Agree not to Disagree
About a year ago, I stumbled upon the GoEmotions dataset. It's a dataset that contains user texts from Reddit with emotion annotations. Google attached its name to the dataset and published a paper about how the dataset got created.
All of this effort might give you the impression that this is a dataset that's ready for a machine learning model. You'd be wrong, though. For about a year, GoEmotions has been my go-to example to explain you shouldn't blindly trust datasets. I've used it as an example in PyData talks, a recent NormConf talk a calmcode course, and a Prodigy tutorial. It even caused me to start an open-source project that tries to find doubtful examples in datasets.

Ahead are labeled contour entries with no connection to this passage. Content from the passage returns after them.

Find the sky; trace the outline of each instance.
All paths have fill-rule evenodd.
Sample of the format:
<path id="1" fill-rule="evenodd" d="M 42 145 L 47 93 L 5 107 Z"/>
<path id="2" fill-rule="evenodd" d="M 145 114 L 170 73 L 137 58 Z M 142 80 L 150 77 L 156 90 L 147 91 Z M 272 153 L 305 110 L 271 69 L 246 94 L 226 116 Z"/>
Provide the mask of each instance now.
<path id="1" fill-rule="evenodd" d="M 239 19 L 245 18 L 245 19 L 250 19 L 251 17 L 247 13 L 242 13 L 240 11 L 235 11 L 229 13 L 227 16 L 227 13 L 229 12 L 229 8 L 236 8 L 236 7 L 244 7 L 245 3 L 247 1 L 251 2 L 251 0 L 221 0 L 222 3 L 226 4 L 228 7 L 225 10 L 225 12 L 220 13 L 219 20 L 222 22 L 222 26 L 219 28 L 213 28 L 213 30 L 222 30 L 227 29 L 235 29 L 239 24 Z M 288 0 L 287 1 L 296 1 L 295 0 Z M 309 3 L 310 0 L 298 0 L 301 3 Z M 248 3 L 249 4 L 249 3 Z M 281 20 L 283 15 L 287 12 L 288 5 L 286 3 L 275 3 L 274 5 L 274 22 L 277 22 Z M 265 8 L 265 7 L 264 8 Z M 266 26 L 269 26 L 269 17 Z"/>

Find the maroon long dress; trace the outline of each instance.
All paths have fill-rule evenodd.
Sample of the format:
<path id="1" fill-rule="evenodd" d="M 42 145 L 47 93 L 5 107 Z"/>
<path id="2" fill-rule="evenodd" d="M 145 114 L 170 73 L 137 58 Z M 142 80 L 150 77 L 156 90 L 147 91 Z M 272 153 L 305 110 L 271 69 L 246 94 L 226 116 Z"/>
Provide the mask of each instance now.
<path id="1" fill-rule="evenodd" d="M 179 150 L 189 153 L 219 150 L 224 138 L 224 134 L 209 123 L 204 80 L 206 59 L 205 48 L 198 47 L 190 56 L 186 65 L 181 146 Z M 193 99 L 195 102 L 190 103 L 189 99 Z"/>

GoEmotions has been a great motivation for me to dive into techniques that find mislabeled examples. But while these techniques are great, they don’t answer the question of why so many "bad" labels appear in the dataset in the first place. It's one thing to find bad annotations in ML, but it'd be better to learn how we might get good annotations instead.
So in this blog post, I’ll explore this by diving into the dataset some more.
What is in a dataset?
The GoEmotions dataset contains 211,225 annotations, supplied by 82 annotators, of 58,011 text examples found on Reddit. These are texts that a user typed as a reply in a conversation in one of the many subreddits. These texts are stripped from the conversation and given to a group of annotators. These annotators would see examples one-by-one in an interface that allowed them to attach emotion tags to a it. They also had the option of flagging an example as unclear. Each example had at least three annotators look at it. If an annotator felt that the example was unclear, then two more annotators would come in to give their opinion.
Annotators could select up to 27 emotion tags for these texts:
There is also a
neutral option available. The paper also goes into a bit more depth on the definition of these emotions and explains how these labels correlate and how often the annotators agree.
Extra details on the interaction of emotions.
Some more worthwhile details about the dataset construction
- An effort was made to filter the text upfront based on length. The NLTK tokenizer was used to select only texts that have 3-30 tokens.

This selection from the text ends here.